MAKROSKOP hat am 4. Februar 2023 in seinem jährlichen Kongress mehrere Spannungsfelder ausgelotet, die sich zwischen „Globalisierung“, „Nationalstaat“ und „Demokratie“ auftun. Und weil auch der Zustand der EU und der Ukraine-Konflikt sich aus dieser Thematik nicht heraushalten ließen, konnten allein aus didaktischen und Zeit-Gründen nicht alle relevanten Aspekte angesprochen werden, die ihrerseits die Spannungen weiter steigern.

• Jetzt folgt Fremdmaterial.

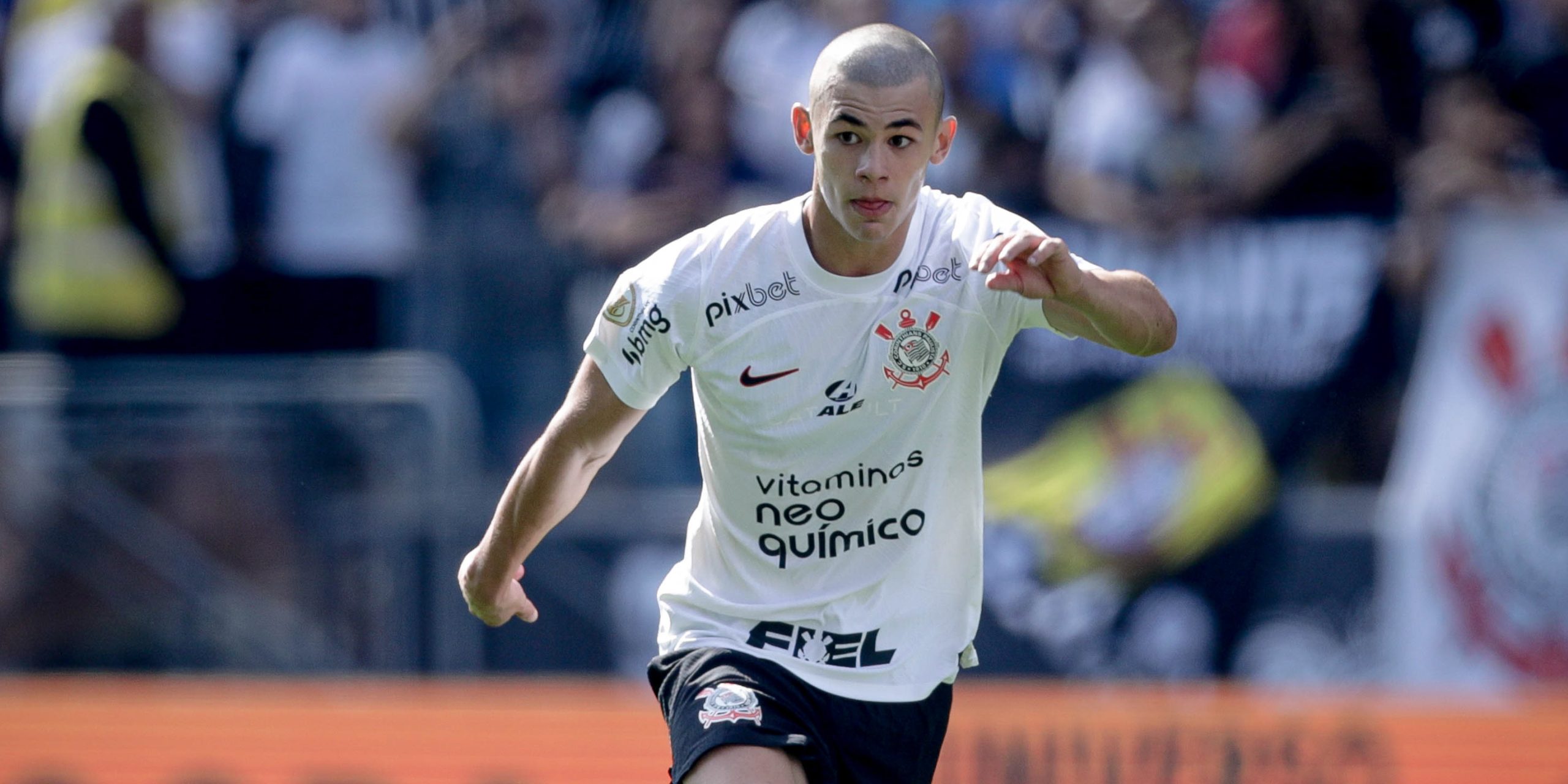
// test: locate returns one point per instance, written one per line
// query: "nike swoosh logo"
(750, 380)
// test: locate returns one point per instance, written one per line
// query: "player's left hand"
(1029, 262)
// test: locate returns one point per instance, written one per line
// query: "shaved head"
(880, 57)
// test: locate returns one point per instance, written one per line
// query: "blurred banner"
(1269, 304)
(565, 731)
(1474, 514)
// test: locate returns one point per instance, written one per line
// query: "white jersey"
(839, 438)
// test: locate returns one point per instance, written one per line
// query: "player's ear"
(944, 138)
(800, 119)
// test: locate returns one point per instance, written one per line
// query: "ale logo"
(841, 393)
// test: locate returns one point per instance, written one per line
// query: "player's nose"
(872, 165)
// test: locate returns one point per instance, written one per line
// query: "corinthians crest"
(914, 356)
(729, 703)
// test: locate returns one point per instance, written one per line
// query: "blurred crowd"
(231, 176)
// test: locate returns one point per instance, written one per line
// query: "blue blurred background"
(294, 284)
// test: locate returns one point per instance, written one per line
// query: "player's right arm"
(546, 486)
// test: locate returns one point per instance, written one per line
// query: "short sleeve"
(637, 336)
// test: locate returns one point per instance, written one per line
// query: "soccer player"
(843, 345)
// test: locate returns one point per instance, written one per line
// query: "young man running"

Insgesamt wurde dem Staat oder vielleicht besser: der Staatsfunktion eine positive Rolle zugesprochen und dies aus mehreren Gründen, die hier nur angedeutet werden sollen: Allein aus demokratietechnischen Gesichtspunkten könne die EU wegen ihrer Größe, widersprüchlichen Interessen- und  Machtstruktur, ihrer Ausrichtung auf eine neoliberale Wettbewerbsideologie (Lissabon-Verträge, Maastricht) und der damit verbundenen Konsequenzen für Sozial- und Verteilungspolitik den Nationalstaat nicht ersetzen. Auf Letzteres hat insbesondere Andreas Nölke hingewiesen.

Im Zuge des Ukraine-Konflikts gerate die EU außerdem zunehmend zu einer Abteilung der NATO. Michael von der Schulenburg führte aus, dass – wenn die ‚westliche‘ Engführung des Blickwinkels verlassen wird – weltweit die Kriege innerhalb von Staaten bedeutender seien als die zwischen den Staaten. Und dass in diesem Zusammenhang von der jeweiligen Bevölkerung vom (National)Staat eine Schutzwirkung sowohl gegen negative Globalisierungsfolgen als auch gegen Anarchie und Rechtlosigkeit erwartet oder erhofft würde. Ob zu Recht, ist dann immer noch die Frage.

Denn, wie von Peter Wahl angesprochen, kommt sowohl in Bezug auf die ‚Globalisierung‘ als auch den Staat noch mindestens ein weiterer Akteur ins Spiel: die multinationalen Konzerne; seien es die „BIG FIVE“ (Alphabet, vormals Google, Amazon, Apple, Meta Platform, vormals Facebook und Microsoft). Oder seien es die „BIG Four“ der Beratungskonzerne, um nur zwei Branchen herauszugreifen.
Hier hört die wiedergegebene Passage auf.